Sudan, scontri tra pastori nomadi e milizie del governo

Miliziani dell'Esercito di Liberazione del Popolo SudaneseTensione alle stelle nella parte meridionale del Sudan. Nei giorni scorsi si sono registrati sanguinosi scontri tra pastori nomadi e governativi. Scontri avvenuti nella zona di frontiera tra la regione sudanese del Darfur e il Sud-Sudan, la regione semiautonoma del Paese africano. Cinquantacinque morti e 85 feriti è il bilancio di questi combattimenti. Gli scontri sono nati dopo che miliziani dell’Esercito di Liberazione del Popolo Sudanese, Spla, a cui è affidata la difesa della regione meridionale sono intervenuti per bloccare dei pastori nomadi arabi del Darfur che si erano spinti a sud, nello stato del Bahr al-Ghazali, per cercare pascoli e acqua per il loro bestiame. Da prima ne è nata una scaramuccia che poi, è degenerata in violenti scontri. In merito però, ci sono contrastanti versioni. Secondo l’Spla sarebbero stati militari di Khartoum ad attaccare i miliziani. Versione questa, negata dall’esercito che invece, accusa i governativi del Sud-Sudan di aver provocato gli scontri con i nomadi. Violenze che il portavoce dell’esercito sudanese ha definito una chiara violazione dell’accordo di pace la cui bozza è stata siglata a Doha lo scorso febbraio. Non sarebbe la prima volta che provocazioni dei governativi di Khartoum creano tensioni ai confini tra le due regioni sudanesi. Questa volta però, non sono pochi quelli che temono che possano essere il preludio ad un’azione di forza da parte di Khartoum contro i ribelli del Darfur. Lo scorso 22 aprile un portavoce del gruppo ribelle del ‘Movimento per la giustizia e l’uguaglianza, Jem, aveva annunciato un imminente attacco al Darfur. Il Darfur, è la regione del Sudan dove è in corso una guerra civile che dura ormai dal 2003 e che secondo l’ONU ha causato 300mila morti ed 3 milioni di sfollati. Un attacco che ovviamente non può avvenire se non per una giusta causa. Altrimenti agli occhi della comunità internazionale, che da anni cerca di riportare la pace nella regione promuovendo e sostenendo anche economicamente accordi di pace, apparirebbe come una vile aggressione. Nel frattempo dopo Doha ogni altro colloquio che è seguito non ha dato risultati. Addirittura la data del 15 marzo stabilita per siglare nuove intese è passata nell’indifferenza di tutti.
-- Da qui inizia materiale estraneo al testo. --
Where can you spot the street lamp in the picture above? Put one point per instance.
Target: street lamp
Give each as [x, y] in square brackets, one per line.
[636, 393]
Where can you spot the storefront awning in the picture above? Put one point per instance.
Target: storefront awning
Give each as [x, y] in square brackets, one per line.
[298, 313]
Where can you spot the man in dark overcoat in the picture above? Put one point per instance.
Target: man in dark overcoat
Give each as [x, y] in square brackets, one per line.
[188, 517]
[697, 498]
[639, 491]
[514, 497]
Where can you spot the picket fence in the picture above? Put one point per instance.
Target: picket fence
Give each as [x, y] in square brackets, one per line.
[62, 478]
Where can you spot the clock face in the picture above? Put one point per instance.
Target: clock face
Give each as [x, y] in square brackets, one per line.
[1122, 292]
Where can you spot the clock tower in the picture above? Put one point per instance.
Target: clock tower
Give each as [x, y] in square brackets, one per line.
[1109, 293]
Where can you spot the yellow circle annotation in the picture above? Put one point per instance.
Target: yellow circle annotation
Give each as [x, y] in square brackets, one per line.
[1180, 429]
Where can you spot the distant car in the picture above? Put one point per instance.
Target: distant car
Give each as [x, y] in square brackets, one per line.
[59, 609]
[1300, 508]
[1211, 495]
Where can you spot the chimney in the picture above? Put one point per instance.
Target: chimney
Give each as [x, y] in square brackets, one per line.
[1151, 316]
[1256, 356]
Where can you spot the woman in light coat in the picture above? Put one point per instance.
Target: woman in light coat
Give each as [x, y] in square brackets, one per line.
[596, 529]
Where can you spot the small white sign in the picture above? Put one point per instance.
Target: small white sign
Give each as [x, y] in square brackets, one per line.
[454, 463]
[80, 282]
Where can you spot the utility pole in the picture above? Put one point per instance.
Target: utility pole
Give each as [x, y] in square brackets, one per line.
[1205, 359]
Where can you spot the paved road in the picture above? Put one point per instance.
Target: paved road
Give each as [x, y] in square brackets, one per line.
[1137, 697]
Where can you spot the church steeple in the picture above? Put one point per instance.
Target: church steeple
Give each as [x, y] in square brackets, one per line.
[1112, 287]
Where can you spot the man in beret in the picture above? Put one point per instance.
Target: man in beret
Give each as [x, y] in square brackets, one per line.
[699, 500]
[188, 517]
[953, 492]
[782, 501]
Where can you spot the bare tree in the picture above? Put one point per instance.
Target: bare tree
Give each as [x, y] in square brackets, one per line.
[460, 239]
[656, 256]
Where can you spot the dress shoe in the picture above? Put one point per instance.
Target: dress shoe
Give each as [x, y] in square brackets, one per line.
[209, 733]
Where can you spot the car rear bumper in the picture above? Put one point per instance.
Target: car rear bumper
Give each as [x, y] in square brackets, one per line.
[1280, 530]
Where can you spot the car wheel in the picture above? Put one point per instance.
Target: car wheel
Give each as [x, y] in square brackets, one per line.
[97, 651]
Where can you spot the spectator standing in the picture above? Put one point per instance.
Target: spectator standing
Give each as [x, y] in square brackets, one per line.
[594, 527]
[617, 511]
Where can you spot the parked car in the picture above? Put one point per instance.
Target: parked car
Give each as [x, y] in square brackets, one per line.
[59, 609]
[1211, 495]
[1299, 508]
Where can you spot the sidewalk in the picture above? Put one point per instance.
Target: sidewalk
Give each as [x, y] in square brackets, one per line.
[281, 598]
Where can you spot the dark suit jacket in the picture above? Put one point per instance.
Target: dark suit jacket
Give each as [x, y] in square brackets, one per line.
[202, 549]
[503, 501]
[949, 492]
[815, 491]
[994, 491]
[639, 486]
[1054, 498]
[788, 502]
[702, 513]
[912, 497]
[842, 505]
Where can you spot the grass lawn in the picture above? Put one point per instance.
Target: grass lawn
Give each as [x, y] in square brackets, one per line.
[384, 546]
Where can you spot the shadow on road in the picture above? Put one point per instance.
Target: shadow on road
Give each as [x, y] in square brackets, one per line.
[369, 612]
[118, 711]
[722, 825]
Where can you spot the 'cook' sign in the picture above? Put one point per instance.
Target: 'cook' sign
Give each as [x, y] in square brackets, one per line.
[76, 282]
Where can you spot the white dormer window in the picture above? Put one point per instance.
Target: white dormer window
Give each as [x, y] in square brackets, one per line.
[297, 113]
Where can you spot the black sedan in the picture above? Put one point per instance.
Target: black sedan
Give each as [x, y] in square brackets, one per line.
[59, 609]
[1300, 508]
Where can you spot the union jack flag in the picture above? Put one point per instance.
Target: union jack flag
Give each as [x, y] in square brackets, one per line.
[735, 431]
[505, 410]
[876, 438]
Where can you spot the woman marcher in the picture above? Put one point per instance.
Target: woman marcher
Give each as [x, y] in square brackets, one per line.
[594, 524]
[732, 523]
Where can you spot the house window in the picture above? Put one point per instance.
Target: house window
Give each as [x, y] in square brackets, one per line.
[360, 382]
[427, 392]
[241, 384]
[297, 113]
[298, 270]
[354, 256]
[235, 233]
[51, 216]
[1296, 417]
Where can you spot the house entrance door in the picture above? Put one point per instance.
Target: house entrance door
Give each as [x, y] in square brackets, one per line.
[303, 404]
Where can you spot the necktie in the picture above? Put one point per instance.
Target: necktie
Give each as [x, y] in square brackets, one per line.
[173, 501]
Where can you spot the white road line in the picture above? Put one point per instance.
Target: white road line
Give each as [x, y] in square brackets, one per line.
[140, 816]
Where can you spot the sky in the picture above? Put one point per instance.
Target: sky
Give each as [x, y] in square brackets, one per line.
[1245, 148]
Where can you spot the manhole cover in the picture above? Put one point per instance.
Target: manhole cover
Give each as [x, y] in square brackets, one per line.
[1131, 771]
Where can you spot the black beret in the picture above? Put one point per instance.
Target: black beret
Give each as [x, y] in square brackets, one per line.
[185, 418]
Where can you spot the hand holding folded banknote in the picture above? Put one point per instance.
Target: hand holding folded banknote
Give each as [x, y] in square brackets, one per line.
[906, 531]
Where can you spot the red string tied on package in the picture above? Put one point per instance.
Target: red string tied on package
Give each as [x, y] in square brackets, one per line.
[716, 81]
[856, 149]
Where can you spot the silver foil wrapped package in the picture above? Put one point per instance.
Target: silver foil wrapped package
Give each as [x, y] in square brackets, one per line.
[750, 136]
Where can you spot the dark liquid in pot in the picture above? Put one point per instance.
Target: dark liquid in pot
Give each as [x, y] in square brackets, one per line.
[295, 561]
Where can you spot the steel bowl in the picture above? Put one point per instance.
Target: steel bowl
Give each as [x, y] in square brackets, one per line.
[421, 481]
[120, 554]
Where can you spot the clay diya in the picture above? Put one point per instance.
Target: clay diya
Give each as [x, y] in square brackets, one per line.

In effetti raggiungere un accordo sembra interessare poco a Khartoum che puntava, secondo molti, solo a guadagnare tempo fino al voto dell’11-15 aprile. Un voto che avrebbe dovuto sancire la definitiva consacrazione a leader indiscusso del Sudan del generale Omar Hassan el Bashir. I ribelli, con questa consapevolezza, avevano chiesto invano un rinvio delle elezioni. Non a caso i recenti scontri della scorsa settimana si sono verificati pochi giorni dopo queste prime elezioni presidenziali, legislative e locali multipartitiche svoltesi in Sudan dopo 24 anni. Elezioni che hanno decretato appunto l’elezione a presidente del Sudan di Omar Hassan el Bashir. Prima non lo era di fatto, in quanto dopo aver preso il potere con un colpo di stato nel 1989 si era poi, autoproclamato presidente del Paese africano nel 1993. Con il suo avvento il Sudan si divise in nord, arabo e islamico, e sud, nero, cristiano e animista. Un fatto questo, che ha sancito la divisione del Paese. Una divisione su cui è stato indetto un referendum nel 2011 che dovrà stabilire se dovrà continuare o meno. El Bashir è l’unico capo di Stato in carica nei confronti del quale la Corte penale internazionale dell’Aja, Cpi, ha emesso un mandato d’arresto internazionale per crimini di guerra e contro l’umanità. Crimini che secondo la corte sono stati commessi negli ultimi 7 anni in Darfur. Ed è proprio riferendosi a questa martoriata regione sudanese, che il leader di Khartoum, nel discorso alla nazione tenuto in diretta Tv, subito dopo l’annuncio della sua rielezione alla presidenza della Repubblica, ha affermato: “Vigileremo affinchè venga completato il processo di pace nel Darfur”. Sibilline parole che presto si potrebbero materializzeranno in qualche altra eclatante azione contro il popolo del Darfur a maggioranza nera, cristiana e animista. Contro cui el Bashir ha messo in atto una vera e propria pulizia etnica ricorrendo anche alle sanguinarie milizie arabe dei ‘Janjaweed’.